Ending evacuation from Afghanistan is ‘heartbreaking’, UK armed forces chief says

Ending evacuation from Afghanistan is ‘heartbreaking’, UK armed forces chief says

Nick Carter highlights challenging judgments that have had to be made on the ground in Kabul
Civilian evacuations from Afghanistan will finish on Saturday, the head of the UK armed forces, Gen Sir Nick Carter, has said.

With very few civilian flights remaining, Carter said it was heartbreaking that the evacuation had failed to get everybody out. “We’re reaching the end of the evacuation, which will take place during the course of today,” he said.

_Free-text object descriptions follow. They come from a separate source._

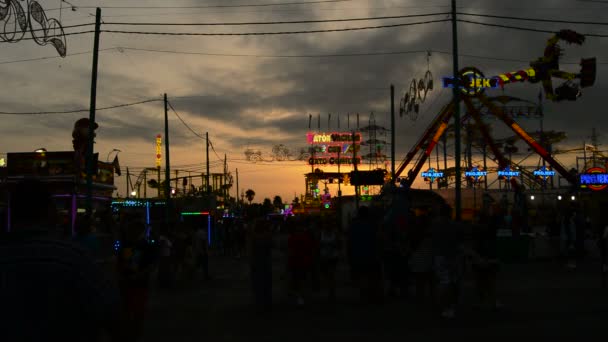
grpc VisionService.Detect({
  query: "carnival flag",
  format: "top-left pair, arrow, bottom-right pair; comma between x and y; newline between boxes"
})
112,155 -> 122,176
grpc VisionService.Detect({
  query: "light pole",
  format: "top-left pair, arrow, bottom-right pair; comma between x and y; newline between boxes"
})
106,148 -> 121,162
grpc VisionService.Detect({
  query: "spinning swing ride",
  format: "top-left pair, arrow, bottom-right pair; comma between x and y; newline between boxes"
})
395,29 -> 597,191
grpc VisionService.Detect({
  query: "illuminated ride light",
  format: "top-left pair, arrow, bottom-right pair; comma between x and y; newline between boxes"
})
534,166 -> 556,181
421,168 -> 444,183
497,166 -> 520,180
465,166 -> 487,183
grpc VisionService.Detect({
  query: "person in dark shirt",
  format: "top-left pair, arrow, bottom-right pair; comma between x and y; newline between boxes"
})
0,179 -> 121,342
115,220 -> 157,341
249,218 -> 274,312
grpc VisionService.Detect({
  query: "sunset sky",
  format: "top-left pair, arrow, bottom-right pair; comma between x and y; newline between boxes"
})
1,0 -> 607,202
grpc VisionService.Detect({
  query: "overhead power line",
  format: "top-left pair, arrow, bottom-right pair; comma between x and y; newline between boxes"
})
0,48 -> 115,65
101,19 -> 450,36
115,46 -> 608,64
457,12 -> 608,26
118,46 -> 430,58
103,12 -> 450,26
167,101 -> 206,140
0,98 -> 161,115
0,30 -> 95,43
44,0 -> 354,11
5,45 -> 604,65
457,19 -> 608,37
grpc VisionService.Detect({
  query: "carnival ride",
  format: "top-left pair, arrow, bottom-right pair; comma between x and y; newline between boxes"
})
395,29 -> 596,191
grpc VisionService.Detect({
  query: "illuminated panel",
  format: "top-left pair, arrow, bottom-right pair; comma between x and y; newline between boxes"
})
579,173 -> 608,184
498,170 -> 520,177
465,167 -> 488,183
580,167 -> 608,191
421,168 -> 444,183
498,166 -> 520,179
534,166 -> 556,180
465,171 -> 488,177
306,131 -> 363,167
307,132 -> 362,145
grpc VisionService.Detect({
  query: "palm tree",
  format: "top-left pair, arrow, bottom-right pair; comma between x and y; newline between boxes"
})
273,195 -> 283,210
245,189 -> 255,204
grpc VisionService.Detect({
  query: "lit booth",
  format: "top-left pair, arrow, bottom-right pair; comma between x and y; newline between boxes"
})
1,151 -> 116,237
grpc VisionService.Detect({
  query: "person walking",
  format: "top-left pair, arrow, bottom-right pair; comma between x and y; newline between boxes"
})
470,212 -> 502,311
319,220 -> 341,303
287,219 -> 315,306
432,204 -> 464,319
158,226 -> 174,289
349,206 -> 383,304
2,180 -> 122,342
250,218 -> 274,312
193,226 -> 211,281
408,211 -> 435,309
115,221 -> 158,341
598,220 -> 608,287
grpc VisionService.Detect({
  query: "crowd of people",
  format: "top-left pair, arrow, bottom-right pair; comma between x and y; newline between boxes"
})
245,202 -> 505,320
3,179 -> 608,341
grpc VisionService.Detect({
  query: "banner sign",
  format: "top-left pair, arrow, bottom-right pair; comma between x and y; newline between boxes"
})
306,131 -> 362,167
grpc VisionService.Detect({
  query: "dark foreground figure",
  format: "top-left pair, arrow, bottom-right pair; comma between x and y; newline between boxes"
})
0,180 -> 122,342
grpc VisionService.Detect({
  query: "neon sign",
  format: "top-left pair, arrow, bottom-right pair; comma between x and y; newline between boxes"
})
442,68 -> 498,96
498,166 -> 520,180
155,134 -> 162,168
308,157 -> 360,165
443,67 -> 537,96
306,131 -> 362,167
534,166 -> 555,181
580,167 -> 608,191
465,166 -> 487,182
307,132 -> 362,144
421,168 -> 444,183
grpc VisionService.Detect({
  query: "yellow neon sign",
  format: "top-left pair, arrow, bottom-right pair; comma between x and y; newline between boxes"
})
156,134 -> 162,167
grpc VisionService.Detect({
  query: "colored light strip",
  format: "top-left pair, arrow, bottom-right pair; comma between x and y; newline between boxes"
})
534,170 -> 556,177
181,212 -> 210,216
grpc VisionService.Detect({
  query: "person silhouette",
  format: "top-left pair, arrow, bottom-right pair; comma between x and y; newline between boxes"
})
0,179 -> 122,341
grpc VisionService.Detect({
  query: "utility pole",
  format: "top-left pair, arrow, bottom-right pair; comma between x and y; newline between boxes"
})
224,153 -> 228,200
205,132 -> 210,194
157,167 -> 161,198
85,7 -> 102,218
144,170 -> 147,198
164,93 -> 171,225
175,170 -> 179,193
353,130 -> 359,210
452,0 -> 462,221
390,84 -> 396,183
236,168 -> 240,208
126,168 -> 130,198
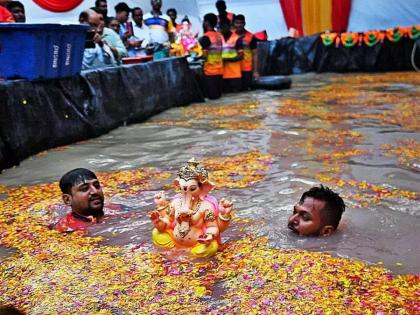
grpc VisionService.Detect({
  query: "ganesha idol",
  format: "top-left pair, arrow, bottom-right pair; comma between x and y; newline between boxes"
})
150,158 -> 233,257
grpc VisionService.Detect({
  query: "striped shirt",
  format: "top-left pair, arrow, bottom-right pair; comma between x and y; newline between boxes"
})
143,12 -> 174,44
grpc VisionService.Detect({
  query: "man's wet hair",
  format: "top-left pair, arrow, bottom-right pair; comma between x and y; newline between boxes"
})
216,0 -> 227,11
300,185 -> 345,229
203,13 -> 218,29
6,1 -> 24,11
233,14 -> 245,23
114,2 -> 131,13
59,168 -> 98,195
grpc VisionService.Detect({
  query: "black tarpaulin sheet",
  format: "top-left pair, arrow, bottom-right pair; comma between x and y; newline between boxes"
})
0,57 -> 204,171
258,35 -> 419,75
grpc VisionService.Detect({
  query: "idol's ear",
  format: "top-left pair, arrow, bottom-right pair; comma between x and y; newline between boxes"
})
62,194 -> 72,206
319,225 -> 335,237
199,180 -> 214,199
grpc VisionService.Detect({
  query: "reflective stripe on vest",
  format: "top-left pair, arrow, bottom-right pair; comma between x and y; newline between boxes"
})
239,31 -> 254,72
203,31 -> 223,76
222,32 -> 240,59
222,33 -> 242,79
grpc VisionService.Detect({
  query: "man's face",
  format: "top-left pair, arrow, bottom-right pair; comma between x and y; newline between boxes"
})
109,19 -> 120,34
97,1 -> 108,17
288,197 -> 325,236
88,12 -> 104,35
9,5 -> 25,23
116,10 -> 128,23
216,2 -> 226,13
151,0 -> 162,11
132,9 -> 143,25
234,20 -> 245,32
65,178 -> 104,217
167,11 -> 176,22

“We haven’t been able to bring everybody out and that has been heartbreaking. There have been some very challenging judgments that have had to be made on the ground. We are forever receiving messages from our Afghan friends that are very distressing, so we’re all living this in the most painful way.”

Speaking on BBC Radio 4’s Today programme, Carter said the final stages of the evacuation were going according to plan. “It’s gone as well as it could do in the circumstances,” he said.

On Friday the defence secretary, Ben Wallace, publicly accepted that there would be up to 1,100 Afghan nationals left behind by the evacuation effort, including Afghan translators and other who worked with UK forces.

Gen Sir Richard Barrons said it was going to be a slow process but the UK had no choice but to cooperate with the Taliban in order to get the rest of its people out of Afghanistan.

Barrons, a retired British army officer, was commander of joint forces command – now called strategic command – from April 2013 until his retirement in April 2016.

He told Times Radio: “What we need to recognise is we are where we are and it is in our own strong, national interest to find a way to get those 1,100 or so people we have a commitment to, who are still stuck in Afghanistan, out and to cooperate with the Taliban in order to stop terrorism coming to the UK.

“We are going to have to be pragmatic. I think this will be quite a slow process. It will be conditional, but it is necessary.”

Speaking about Thursday’s suicide bombing outside Kabul airport, Barrons said: “What it does do is illustrate that Isis-K [Islamic State Khorasan Province, or ISKP] is a risk to the United Kingdom, here at home, and to our interests abroad.”

A Royal Air Force plane carrying soldiers landed at the RAF Brize Norton airbase north-west of London on Saturday morning. The troops are part of a contingent of 1,000 that have been based in Kabul to help run the airlift.

The shadow defence secretary, John Healey, told Sky News he also expected the operation to wrap up within 24 hours, despite leaving behind Afghans at risk of Taliban reprisals.

Healey said: “This is the brutal truth: despite getting more than 14,000 people out, there are probably 1,000 Afghans who have worked with us over two decades in Afghanistan, helped our troops, our aid workers, our diplomats, that we promised to protect, but we’re leaving behind.

The chairman of the foreign affairs select committee, Tom Tugendhat, described the UK’s efforts to withdraw people from Afghanistan as a “sprint finish after a not exactly sprint start” and that there were “questions to be asked” of Dominic Raab, the foreign secretary.

“There’s been many of us giving pressure to improve the processing of people who we think we have a duty of care to over the months and years,” said Tugendhat. “There are going to be questions to be asked to the foreign secretary about the processing in the UK in recent weeks that we’re going to have to see what the answers are.

“We’ll certainly be looking backwards, as well as forwards, because if this were ever to happen again we need to make sure that we do not find ourselves leaving hundreds, possibly even thousands, of people behind.”

Tugendhat said people should forget about getting to Kabul and attempting to fly from the airport, because of the numerous dangerous checkpoints that have been installed along the motorways.

He said he was disappointed to see the British evacuation effort coming to an end. “I’m extremely sad about this and I very much hope that it might go beyond the August deadline … It still leaves me extremely sad that so many of my friends have been left behind.”